Court of Appeal for Ontario
Citation: R. v. Kreslin, 2007 ONCA 692
Date: 2007-10-10
Docket: C45606
Before: Moldaver, Feldman and Armstrong JJ.A.
Between:
Her Majesty the Queen, Respondent
and
Steven Kreslin, Appellant
Counsel: Leonard Miller for the appellant Paul Murray for the respondent
Heard and endorsed: October 9, 2007
On appeal from conviction entered by Justice Sandra Chapnik of the Superior Court of Justice, sitting with a jury, dated May 24, 2005.
APPEAL BOOK ENDORSEMENT
[1] On appeal, the appellant limited his submission to one ground, namely, that the verdict was unreasonable having regard to the frailties in the eyewitness identification evidence. For purposes of this argument, the appellant concedes that his evidence should not be considered.

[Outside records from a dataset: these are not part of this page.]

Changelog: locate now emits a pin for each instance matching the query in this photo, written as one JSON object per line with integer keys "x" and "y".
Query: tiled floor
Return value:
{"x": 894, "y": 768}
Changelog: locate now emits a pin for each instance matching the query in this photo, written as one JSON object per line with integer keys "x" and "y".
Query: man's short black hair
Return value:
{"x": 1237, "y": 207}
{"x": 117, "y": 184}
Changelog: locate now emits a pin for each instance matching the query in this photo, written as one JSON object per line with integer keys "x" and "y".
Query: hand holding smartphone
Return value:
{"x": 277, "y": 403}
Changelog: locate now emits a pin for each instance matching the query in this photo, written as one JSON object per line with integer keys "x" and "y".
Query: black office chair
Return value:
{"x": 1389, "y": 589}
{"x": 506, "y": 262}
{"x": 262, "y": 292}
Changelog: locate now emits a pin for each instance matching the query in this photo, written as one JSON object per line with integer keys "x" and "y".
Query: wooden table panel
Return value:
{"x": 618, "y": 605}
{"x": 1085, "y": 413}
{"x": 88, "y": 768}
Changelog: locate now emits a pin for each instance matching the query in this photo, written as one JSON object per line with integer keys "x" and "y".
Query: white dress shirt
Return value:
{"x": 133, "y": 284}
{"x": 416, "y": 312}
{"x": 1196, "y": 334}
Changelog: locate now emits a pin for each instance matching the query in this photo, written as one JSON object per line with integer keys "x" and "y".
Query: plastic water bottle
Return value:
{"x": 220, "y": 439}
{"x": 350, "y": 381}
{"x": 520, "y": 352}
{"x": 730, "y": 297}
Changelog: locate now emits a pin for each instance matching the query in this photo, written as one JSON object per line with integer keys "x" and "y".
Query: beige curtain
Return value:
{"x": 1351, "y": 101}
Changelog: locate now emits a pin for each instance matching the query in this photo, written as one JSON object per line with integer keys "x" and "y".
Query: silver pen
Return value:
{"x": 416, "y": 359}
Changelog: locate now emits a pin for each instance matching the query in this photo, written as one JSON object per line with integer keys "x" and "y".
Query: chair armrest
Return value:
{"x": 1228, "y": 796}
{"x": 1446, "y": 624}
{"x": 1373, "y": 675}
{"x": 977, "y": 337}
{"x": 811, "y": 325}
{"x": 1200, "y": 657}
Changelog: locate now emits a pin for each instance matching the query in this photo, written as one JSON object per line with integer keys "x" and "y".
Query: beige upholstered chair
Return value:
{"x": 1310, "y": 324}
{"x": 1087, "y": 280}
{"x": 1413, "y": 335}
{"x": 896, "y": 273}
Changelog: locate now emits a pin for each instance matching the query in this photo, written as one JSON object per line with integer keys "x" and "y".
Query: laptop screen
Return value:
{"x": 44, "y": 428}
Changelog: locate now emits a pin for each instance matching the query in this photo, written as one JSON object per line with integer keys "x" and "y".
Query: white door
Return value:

[2] The eyewitness identification came from Officer Van Hetveld. He claimed that he saw the appellant on two occasions, within minutes of his arrest, and that he had a good view of the appellant on both occasions. He further observed the appellant within a minute or so of his arrest and he was certain that he was the person he had seen, on two occasions, minutes earlier. While it is true that the officer described the appellant’s coat as dark grey, instead of dark blue and referred to his hair colour as black, instead of brown, these differences were brought to the jury’s attention and in our view, they are of little consequence. As for the white hat that the appellant may have been wearing at the time of his arrest and which Officer Van Hetveld did not see, that too was left to the jury to consider. Importantly, the difference does not relate to an immutable characteristic and the appellant could easily have put the white hat on after being seen by Officer Van Hetveld and prior to his arrest.
[3] In our view, to the extent that Officer Van Hetveld’s evidence may have suffered from some frailties, it did not stand alone. Once the jury rejected the appellant’s explanation for being in the yard where the trucks and trailers were located, his presence there, at 10:22 p.m. on a Saturday night, in an industrial area where no other persons were around, provided strong circumstantial evidence supportive of Officer Van Hetveld’s identification.
[4] In the end, we are satisfied that the verdict was eminently reasonable. In so concluding, we note that the trial judge fully canvassed the issues of concern and her instructions on the dangers of eyewitness evidence, both generally and specifically, were thorough. Her charge was fair and balanced and we see no basis for interfering with the verdicts.
[5] Accordingly, the appeal from conviction is dismissed and the appeal from sentence is dismissed as abandoned.